Enhancing chronic disease screening for Aboriginal and Torres Strait Islander peoples

About

Welcome to the Enhancing chronic disease screening for Aboriginal and Torres Strait Islander Peoples program of work page.

Our work aims to improve the prevention of chronic disease for Aboriginal and Torres Strait Islander Peoples.

More than 35% of Aboriginal and Torres Strait Islander adults report having one or more of diabetes, cardiovascular disease and/or kidney disease (AIHW, 2015).


Prevalence of CVD, diabetes and CKD and their comorbidity among persons aged 18 and over, by Indigenous status, 2011-2013

Prevalence of CVD
(Source: AIHW 2015. Cardiovascular disease, diabetes and chronic kidney disease— Australian facts: Aboriginal and Torres Strait Islander people. Cardiovascular, diabetes and chronic kidney disease series no. 5. Cat. no. CDK 5. Canberra: AIHW.)

The overall aim of the three year program is to reduce the number of heart attacks and strokes through improved assessment and management, according to an absolute risk approach that is consistent with the values of Aboriginal and Torres Strait Islander communities. It promotes a holistic approach to healthcare, including early detection of chronic diseases, learning from high-performing practices, developing ways of applying these lessons across all primary health care services, and engaging with Aboriginal and Torres Strait Islander peoples in shared decision making about their health choices.

This will involve:

  1. Ensuring that updated absolute CVD risk guidelines are applicable for Aboriginal and Torres Strait Islander peoples by:
    1. Ensuring that changes made to the absolute CVD risk equation and recommended risk thresholds for starting pharmacotherapy are appropriate for Aboriginal and Torres Strait Islander peoples.
  2. Developing strategies to support high population coverage of chronic disease risk assessment and appropriate follow-up by:
    1. Identifying services with high coverage of chronic disease risk assessment using routinely collected general practice data
    2. Identifying mechanisms that support high levels of assessment and follow-up through case studies with ‘high performing’ health services
    3. Developing policy and practice options to support chronic disease risk assessment and management
  3. Developing co-designed resources for Aboriginal and Torres Strait Islander peoples to facilitate shared decision-making by:
    1. Engaging with key stakeholders to determine patient needs and priorities, how resources could be implemented effectively, and what formats would be appropriate
    2. Implementing and evaluating resources through engagement with community and user testing

In 2020, the Australian Government Department of Health provided funding for this program of work to improve chronic disease screening for Aboriginal and Torres Strait Islander Peoples.

Ensuring patient-centred care

Local stakeholders will have a vital role to inform all outputs of this work and shape the change that is required to effectively address shortfalls in chronic disease prevention.
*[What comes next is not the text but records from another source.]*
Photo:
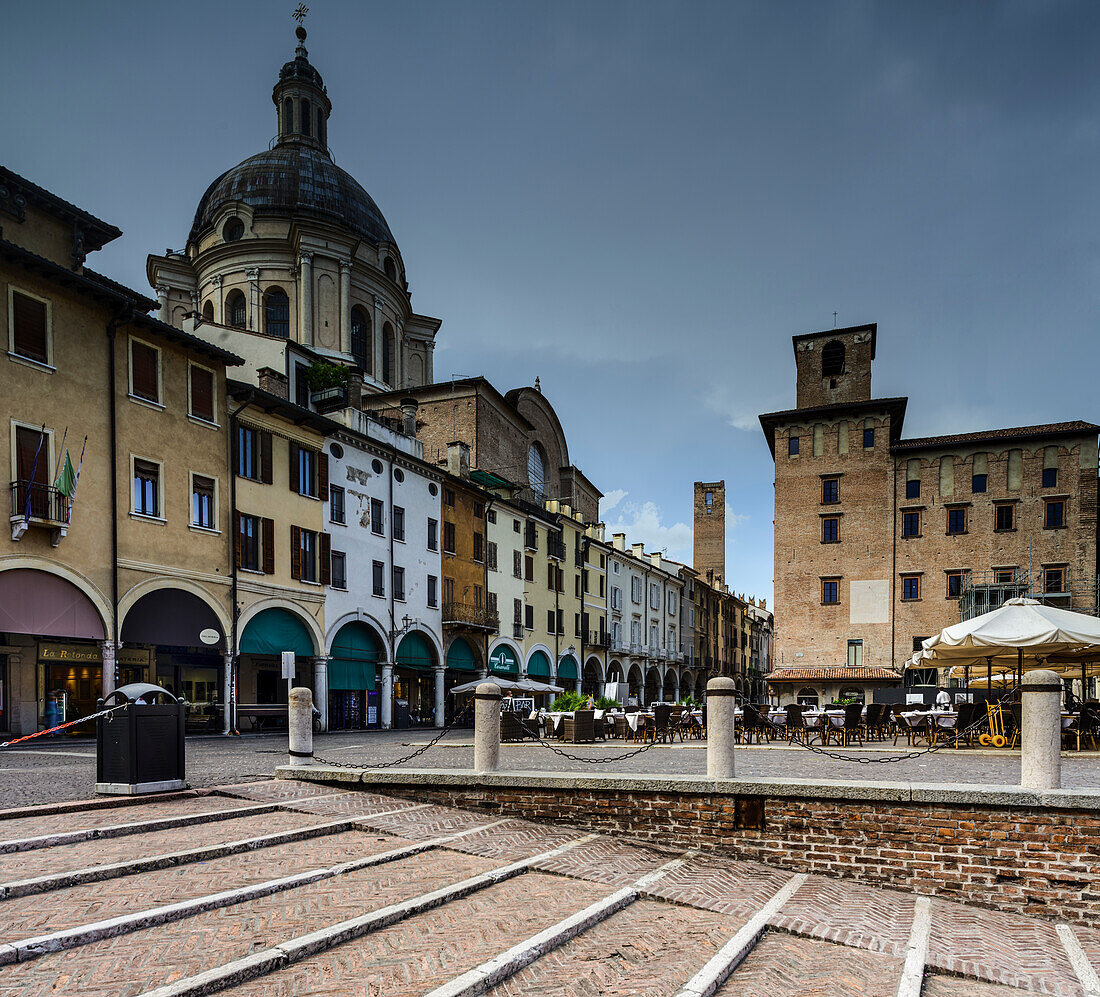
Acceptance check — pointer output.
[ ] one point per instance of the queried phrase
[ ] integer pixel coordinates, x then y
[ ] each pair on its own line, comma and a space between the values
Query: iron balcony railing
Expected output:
46, 503
470, 615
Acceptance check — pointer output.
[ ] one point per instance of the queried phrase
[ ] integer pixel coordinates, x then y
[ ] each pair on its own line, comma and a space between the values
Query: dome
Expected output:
295, 179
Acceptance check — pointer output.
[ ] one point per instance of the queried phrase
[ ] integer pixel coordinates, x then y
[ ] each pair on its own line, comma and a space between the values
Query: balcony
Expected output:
464, 614
47, 506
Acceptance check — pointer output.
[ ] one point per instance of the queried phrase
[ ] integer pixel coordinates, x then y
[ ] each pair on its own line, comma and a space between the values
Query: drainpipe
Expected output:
234, 612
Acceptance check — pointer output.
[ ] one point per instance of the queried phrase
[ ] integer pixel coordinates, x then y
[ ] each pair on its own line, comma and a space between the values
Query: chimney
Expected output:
273, 382
458, 459
408, 420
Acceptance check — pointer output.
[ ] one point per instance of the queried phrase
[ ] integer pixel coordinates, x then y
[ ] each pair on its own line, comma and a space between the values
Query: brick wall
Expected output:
1040, 862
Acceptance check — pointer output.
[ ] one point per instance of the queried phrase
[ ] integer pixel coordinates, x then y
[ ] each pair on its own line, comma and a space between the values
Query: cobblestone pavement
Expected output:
66, 770
675, 912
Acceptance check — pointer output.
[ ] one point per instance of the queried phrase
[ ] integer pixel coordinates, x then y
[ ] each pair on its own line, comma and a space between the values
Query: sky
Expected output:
641, 203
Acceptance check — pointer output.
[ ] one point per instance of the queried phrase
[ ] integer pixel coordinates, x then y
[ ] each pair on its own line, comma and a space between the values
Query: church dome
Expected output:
299, 181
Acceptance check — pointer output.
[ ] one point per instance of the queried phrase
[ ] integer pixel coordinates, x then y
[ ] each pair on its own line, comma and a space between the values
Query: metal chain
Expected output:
887, 759
408, 757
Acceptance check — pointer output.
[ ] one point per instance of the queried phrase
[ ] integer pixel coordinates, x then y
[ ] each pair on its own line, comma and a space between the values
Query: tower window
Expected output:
833, 359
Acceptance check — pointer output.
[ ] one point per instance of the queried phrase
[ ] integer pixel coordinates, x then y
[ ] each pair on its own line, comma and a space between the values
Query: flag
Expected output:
66, 481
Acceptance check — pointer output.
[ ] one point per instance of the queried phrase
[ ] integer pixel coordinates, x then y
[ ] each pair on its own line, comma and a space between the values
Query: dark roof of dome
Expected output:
295, 179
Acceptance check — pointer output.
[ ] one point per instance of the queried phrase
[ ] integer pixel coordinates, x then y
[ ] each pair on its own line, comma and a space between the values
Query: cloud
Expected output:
611, 500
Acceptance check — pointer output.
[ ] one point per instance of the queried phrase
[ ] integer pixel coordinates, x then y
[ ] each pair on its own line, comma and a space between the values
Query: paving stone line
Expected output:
498, 968
116, 869
1090, 982
916, 951
722, 965
163, 823
81, 934
294, 950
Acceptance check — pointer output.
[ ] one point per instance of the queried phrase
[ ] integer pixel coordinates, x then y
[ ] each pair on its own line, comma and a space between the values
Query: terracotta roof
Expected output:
833, 674
1020, 433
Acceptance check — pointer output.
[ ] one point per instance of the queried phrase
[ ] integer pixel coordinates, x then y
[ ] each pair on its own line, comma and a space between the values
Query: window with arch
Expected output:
387, 353
537, 471
833, 359
361, 339
235, 309
277, 313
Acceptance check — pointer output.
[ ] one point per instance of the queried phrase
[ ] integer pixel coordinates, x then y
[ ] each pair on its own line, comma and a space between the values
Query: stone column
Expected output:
321, 688
1041, 734
216, 294
306, 298
486, 727
376, 342
719, 729
300, 726
440, 698
227, 699
109, 650
345, 306
387, 696
253, 275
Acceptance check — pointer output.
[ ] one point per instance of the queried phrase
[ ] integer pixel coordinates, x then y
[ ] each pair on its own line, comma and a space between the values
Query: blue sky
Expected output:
641, 203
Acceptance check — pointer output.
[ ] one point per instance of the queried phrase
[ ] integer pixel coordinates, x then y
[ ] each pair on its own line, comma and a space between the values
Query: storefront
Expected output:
414, 682
353, 676
186, 638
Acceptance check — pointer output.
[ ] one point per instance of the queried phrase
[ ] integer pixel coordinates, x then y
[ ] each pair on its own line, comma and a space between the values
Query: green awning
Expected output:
274, 631
355, 653
460, 656
539, 666
416, 652
503, 660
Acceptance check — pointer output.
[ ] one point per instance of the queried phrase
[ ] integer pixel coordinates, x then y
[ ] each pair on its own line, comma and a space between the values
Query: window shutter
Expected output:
296, 551
30, 332
268, 532
201, 394
265, 458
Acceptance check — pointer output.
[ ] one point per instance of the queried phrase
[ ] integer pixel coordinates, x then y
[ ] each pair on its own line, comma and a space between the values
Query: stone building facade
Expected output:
878, 538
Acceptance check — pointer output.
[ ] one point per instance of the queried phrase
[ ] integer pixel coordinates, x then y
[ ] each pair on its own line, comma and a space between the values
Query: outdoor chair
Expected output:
580, 727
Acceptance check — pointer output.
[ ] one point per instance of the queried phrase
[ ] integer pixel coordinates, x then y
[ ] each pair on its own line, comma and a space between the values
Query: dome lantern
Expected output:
301, 101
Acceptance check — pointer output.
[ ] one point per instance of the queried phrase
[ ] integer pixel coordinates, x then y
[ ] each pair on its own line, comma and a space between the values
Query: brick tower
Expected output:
710, 552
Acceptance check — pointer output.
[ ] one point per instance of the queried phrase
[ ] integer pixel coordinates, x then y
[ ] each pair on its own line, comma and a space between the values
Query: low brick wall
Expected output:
1037, 855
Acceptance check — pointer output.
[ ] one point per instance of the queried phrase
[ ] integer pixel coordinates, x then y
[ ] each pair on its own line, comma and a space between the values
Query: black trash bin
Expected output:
140, 748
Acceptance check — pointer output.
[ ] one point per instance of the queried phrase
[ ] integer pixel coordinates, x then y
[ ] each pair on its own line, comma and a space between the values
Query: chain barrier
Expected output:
408, 757
62, 726
950, 738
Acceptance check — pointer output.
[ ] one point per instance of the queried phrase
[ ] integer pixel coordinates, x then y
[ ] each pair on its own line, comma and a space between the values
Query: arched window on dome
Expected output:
361, 346
387, 353
235, 309
833, 359
537, 471
277, 313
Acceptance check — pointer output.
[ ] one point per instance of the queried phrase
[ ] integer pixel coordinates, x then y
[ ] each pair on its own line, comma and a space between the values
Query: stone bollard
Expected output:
1041, 734
300, 725
486, 727
719, 727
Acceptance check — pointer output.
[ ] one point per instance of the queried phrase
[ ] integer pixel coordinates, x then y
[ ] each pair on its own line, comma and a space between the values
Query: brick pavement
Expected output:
649, 948
415, 955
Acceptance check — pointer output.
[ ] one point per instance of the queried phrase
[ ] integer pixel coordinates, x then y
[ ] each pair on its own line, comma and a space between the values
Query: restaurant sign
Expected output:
89, 654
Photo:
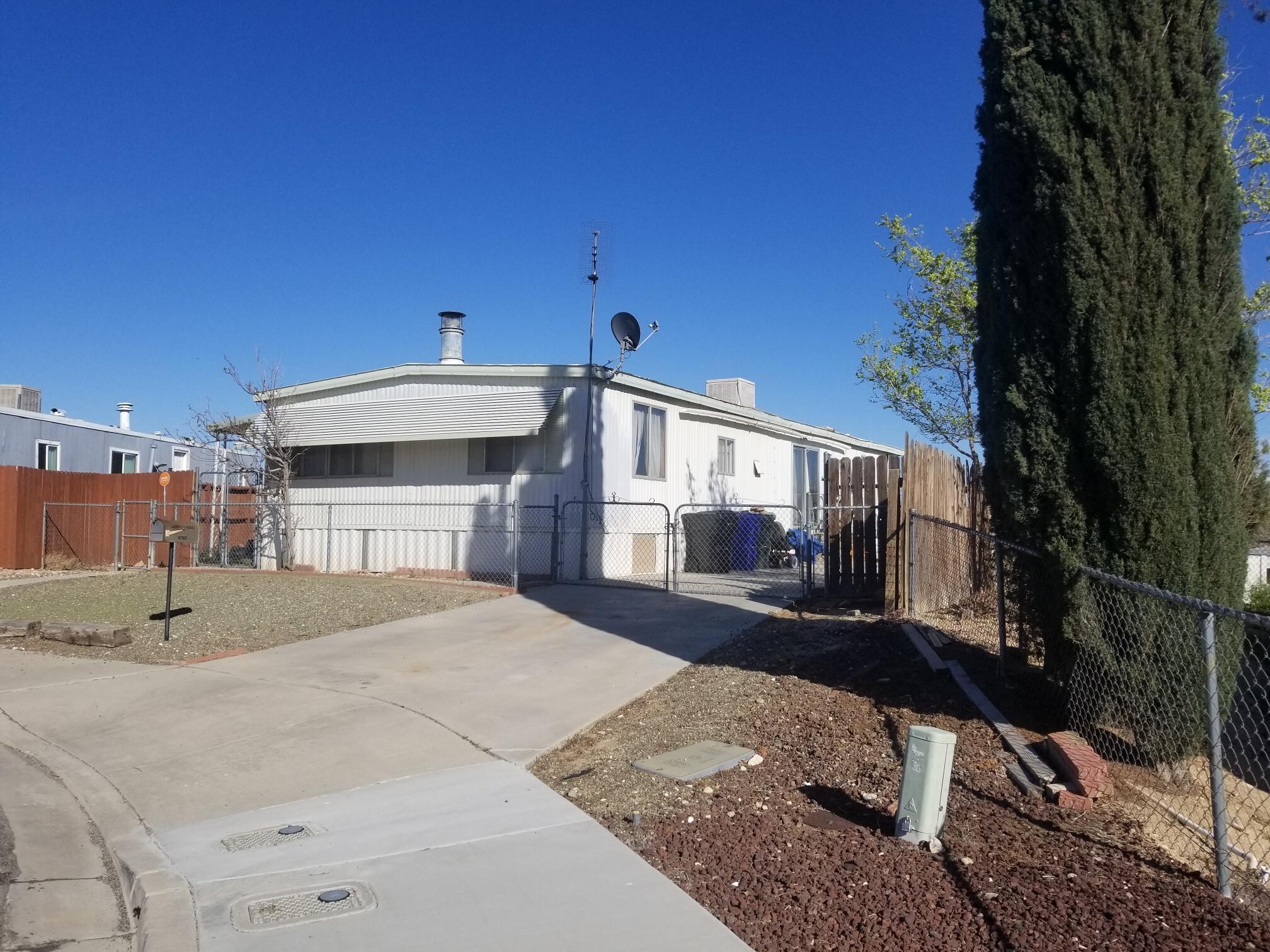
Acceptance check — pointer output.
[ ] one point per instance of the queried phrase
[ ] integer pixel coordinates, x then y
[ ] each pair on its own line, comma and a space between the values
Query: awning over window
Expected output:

Prioritising patient-centred care and opportunities for capacity-building are a key part of our approach. This will be achieved through consultation, collaboration and co-design with Aboriginal and Torres Strait Islander research leaders, professional and peak bodies, and community.

The project will depend on the support and cooperation of key stakeholders, including patients, to ensure that solutions that are identified will result in real-world success, address the service gaps in chronic disease care and prevention, and ultimately be embedded and sustained throughout the health system.